Wanderwege sind langlebig. Verändert werden sie selten. Walter Graf aus Heiden war 18 Jahre im Vorstand des Vereins «Appenzell Ausserrhoder Wanderwege» und kennt die Ausnahmen: Mal musste der Weg leicht verlegt werden, weil ein Stall gebaut wurde, ein andermal, weil er zwischen Haus und Garten durchführte, oder weil ein Panorama- und ein Wanderweg verbunden wurden. Für letzteres hat die Gemeinde Rehetobel den «Wanderbär» erhalten: Seit zwei Jahren zeichnet der Verein «Appenzell Ausserrhoder Wanderwege» damit gelungene Routenverlegungen, die Sanierung schwieriger Stellen oder andere gemeisterte Herausforderungen im Wegenetz aus. In Rehetobel wurde damit auch gewürdigt, dass der Wanderweg von einem Stück Teerstrasse ins Gelände verlegt wurde. Denn Wanderwege sollen wenn möglich auf Naturwegen verlaufen. Walter Graf hat sie alle begangen. Immer mit Schrauben und Briden, Schraubenzieher, Schraubenschlüssel und natürlich Ersatzschildern im Rucksack – falls eins der typischen gelben Schilder fehlt, ausgeblichen ist oder schief am Hag hängt. Grundsätzlich sollten die zuständigen Gemeinden die Wanderwege einmal jährlich in beide Richtungen begehen und kontrollieren lassen: Ist ein Geländer kaputt, der Hang abgerutscht oder ein Busch zu weit in den Pfad gewachsen? Ist an jeder Verzweigung eine Tafel? Dort steht oft eine Zeit bis zum Ziel. Sie folgt einem festen Schlüssel: Im flachen Gelände wird für vier Kilometer eine Stunde gerechnet, pro 100 Höhenmeter ein zusätzlicher Kilometer und für 300 Höhenmeter bergab ebenfalls ein zusätzlicher Kilometer. Wer schneller ist, ist sportlich, ehrgeizig oder kann sich schlicht und einfach sagen: «I mag no».

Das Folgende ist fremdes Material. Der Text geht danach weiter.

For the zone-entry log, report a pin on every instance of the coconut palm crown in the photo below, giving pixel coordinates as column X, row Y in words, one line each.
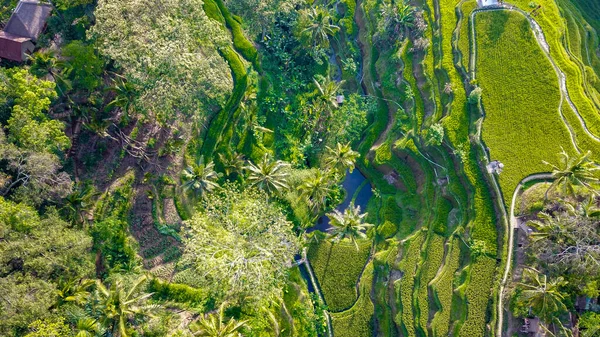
column 348, row 225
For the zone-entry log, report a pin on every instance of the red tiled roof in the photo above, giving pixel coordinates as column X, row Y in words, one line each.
column 28, row 19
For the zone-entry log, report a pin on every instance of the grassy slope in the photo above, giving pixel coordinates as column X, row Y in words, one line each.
column 442, row 287
column 405, row 287
column 554, row 27
column 356, row 321
column 521, row 97
column 481, row 279
column 337, row 268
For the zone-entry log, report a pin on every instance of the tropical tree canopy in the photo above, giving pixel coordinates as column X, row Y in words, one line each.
column 269, row 175
column 348, row 225
column 315, row 27
column 574, row 171
column 240, row 244
column 200, row 177
column 215, row 325
column 118, row 304
column 543, row 296
column 315, row 189
column 169, row 50
column 340, row 158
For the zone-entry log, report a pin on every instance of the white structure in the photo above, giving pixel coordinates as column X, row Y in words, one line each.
column 495, row 167
column 485, row 3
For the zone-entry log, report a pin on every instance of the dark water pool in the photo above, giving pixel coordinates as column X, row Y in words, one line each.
column 352, row 182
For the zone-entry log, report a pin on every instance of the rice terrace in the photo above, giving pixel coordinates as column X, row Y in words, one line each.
column 310, row 168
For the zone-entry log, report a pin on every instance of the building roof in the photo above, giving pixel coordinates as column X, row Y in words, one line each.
column 11, row 46
column 28, row 19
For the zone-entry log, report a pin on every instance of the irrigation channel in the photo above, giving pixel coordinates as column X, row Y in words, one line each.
column 513, row 222
column 358, row 192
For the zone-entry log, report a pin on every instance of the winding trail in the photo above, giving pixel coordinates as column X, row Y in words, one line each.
column 512, row 220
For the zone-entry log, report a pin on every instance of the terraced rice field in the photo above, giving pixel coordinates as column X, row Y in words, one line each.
column 521, row 97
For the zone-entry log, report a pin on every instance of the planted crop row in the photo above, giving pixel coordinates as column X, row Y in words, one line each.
column 443, row 288
column 481, row 280
column 552, row 24
column 430, row 267
column 409, row 77
column 356, row 321
column 405, row 286
column 464, row 34
column 457, row 121
column 521, row 97
column 337, row 268
column 457, row 127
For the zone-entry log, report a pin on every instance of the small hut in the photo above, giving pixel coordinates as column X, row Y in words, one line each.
column 495, row 167
column 25, row 25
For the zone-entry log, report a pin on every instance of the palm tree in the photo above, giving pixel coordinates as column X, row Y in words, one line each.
column 200, row 177
column 215, row 325
column 327, row 90
column 543, row 297
column 45, row 62
column 88, row 327
column 118, row 305
column 577, row 171
column 77, row 204
column 316, row 26
column 315, row 190
column 348, row 225
column 396, row 19
column 269, row 175
column 74, row 291
column 125, row 96
column 586, row 208
column 340, row 158
column 232, row 163
column 405, row 14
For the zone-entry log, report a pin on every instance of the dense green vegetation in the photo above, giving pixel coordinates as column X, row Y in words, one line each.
column 523, row 125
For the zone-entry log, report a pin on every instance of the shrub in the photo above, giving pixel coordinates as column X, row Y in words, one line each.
column 180, row 293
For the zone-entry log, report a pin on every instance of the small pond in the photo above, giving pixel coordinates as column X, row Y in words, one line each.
column 358, row 188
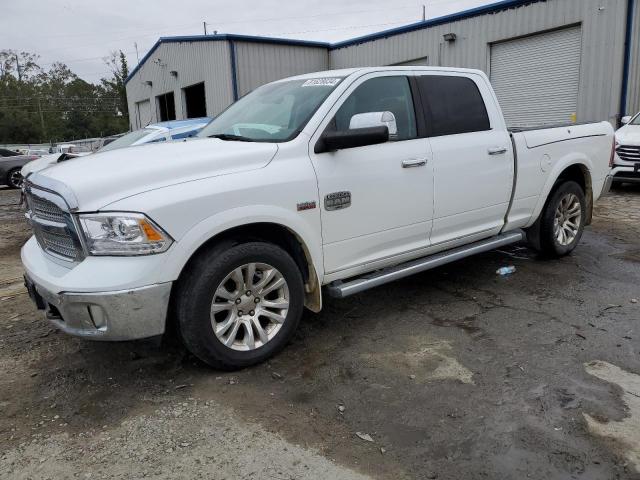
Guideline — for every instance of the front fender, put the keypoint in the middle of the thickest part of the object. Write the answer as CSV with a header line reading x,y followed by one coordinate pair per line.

Ja, ich hätte den Peter Morger gerne dabei gehabt. Er hätte seinen Weg gesehen, den viel begangenen, oft erwähnten Weg, er hätte ihn bei diesem Spaziergang wieder betrachten können. Den Hügel hinauf, hinunter zum Friedhof, zur Kapelle, am Weihnachtstag. Manch einer, hiess es, war froh, wenn er wieder weg war. Ich hätte mich mit ihm verstanden. Augenblicklich. So etwas gibt es. Dazu ist es nicht gekommen. Auch er hätte sie entdeckt, sofort, die Bodyguards um den Magistrat herum. Wir hätten uns angeschaut, hätten erstaunt gelacht. So etwas, hier? Er hätte sie nicht fotografiert. Wir wären weitergegangen, mitgelaufen im Tross, vorne. Die Natur, die Landschaft, die Bäume hätte er fotografiert. Ausgesuchte Einstellungen, Winterlandschaft, so nie gesehen. Sein spezieller Blick. Dabei wäre es nicht geblieben. Auch diese Fotos wären in die Dunkelkammer, eine ehemalige Waschküche und Räucherkammer, gekommen. Er hätte sie bearbeitet und verfremdet, hätte eine versteckte Wirklichkeit erzeugen und sichtbar machen wollen. Manchmal wäre es gelungen. Und hie und da wären Kunstwerke daraus geworden. Das hätte ihn gefreut. Wir hätten uns dann ein Stück weit von der Gruppe der Spazierenden gelöst, und er hätte bedauert, er habe seinen grossen Walser-Essay nicht geschrieben, nicht schreiben können. Und leise hätte er gesagt, er habe sich manchmal vorgestellt, Robert Walser stehe vor seinen Bildern, seinen bearbeiteten Fotos. Und dann hätte er angefügt, die hätten dem Walser womöglich ganz gut gefallen.